ESM C 300M is a GPU-accelerated, protein language model for predicting protein structure, function, and evolutionary relationships from amino acid sequences. Trained on evolutionary-scale data, it generates embeddings capturing structural and functional properties for tasks such as annotation transfer, variant effect prediction, and protein engineering. ESM C 300M supports single-sequence and batch processing, with outputs provided in standard numerical and file formats via API endpoints.
Predict¶
Predict properties or scores for input sequences
- POST /api/v3/esmc-300m/predict/¶
Predict endpoint for ESM C 300M.
- Request Headers:
Content-Type – application/json
Authorization – Token YOUR_API_KEY
Request
params (object, optional) — Configuration parameters:
include (array of strings, default: [“mean”]) — Types of embeddings or logits to include in the response. Allowed values: “mean”, “per_token”, “logits”.

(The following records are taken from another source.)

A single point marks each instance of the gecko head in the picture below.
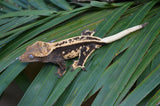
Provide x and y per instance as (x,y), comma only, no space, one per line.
(35,52)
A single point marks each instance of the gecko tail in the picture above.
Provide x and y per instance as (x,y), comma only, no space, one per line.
(123,33)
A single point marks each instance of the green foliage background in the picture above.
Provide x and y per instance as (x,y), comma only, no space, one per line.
(125,73)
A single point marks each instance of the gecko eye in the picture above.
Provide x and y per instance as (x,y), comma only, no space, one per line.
(31,56)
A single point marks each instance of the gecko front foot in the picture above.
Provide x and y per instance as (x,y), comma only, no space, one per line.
(60,73)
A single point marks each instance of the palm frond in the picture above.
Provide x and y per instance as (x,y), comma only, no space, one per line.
(125,72)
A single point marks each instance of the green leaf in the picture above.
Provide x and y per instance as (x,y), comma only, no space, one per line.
(39,4)
(127,62)
(95,68)
(144,88)
(28,13)
(149,56)
(155,99)
(62,4)
(10,74)
(40,89)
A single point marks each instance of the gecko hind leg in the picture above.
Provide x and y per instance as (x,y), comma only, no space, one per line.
(87,32)
(85,52)
(62,68)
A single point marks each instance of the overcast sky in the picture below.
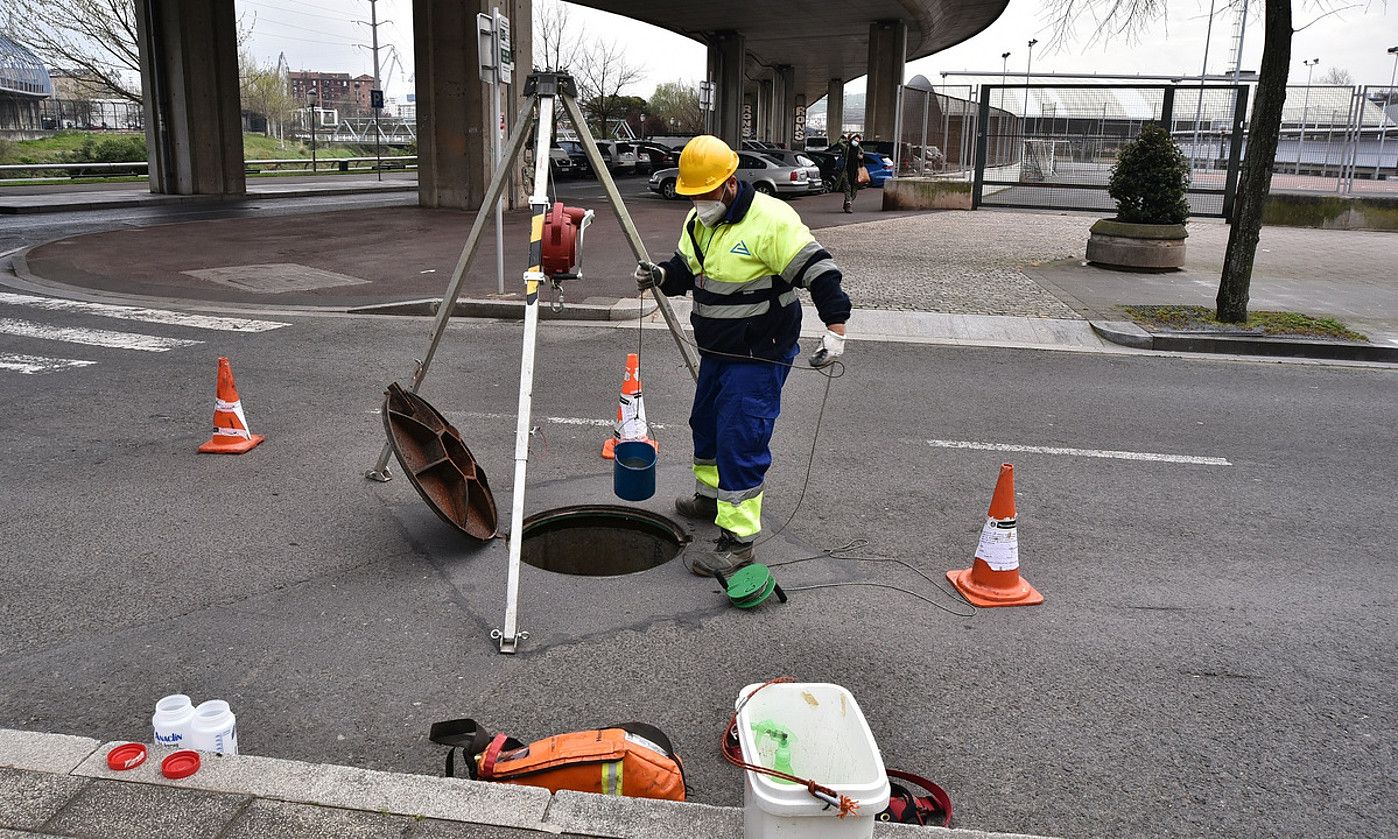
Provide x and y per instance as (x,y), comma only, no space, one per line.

items (array of objects, min: 1, max: 5) — Input sequences:
sequence (string, required, min length: 1, max length: 2048) — Protein sequence using standard amino acid codes (ACDEFGHIKLMNPQRSTVWY, plus B, U, Z, O).
Example request:
- Status Codes:
200 OK – Successful response
400 Bad Request – Invalid input
500 Internal Server Error – Internal server error
Response
results (array of objects) — One result per input item, in the order requested:
embeddings (array of floats, size: 1536, optional) — Mean embedding vector representing the entire protein sequence.
per_token_embeddings (array of arrays of floats, shape: [sequence_length, 1536], optional) — Embedding vectors for each residue position in the input protein sequence.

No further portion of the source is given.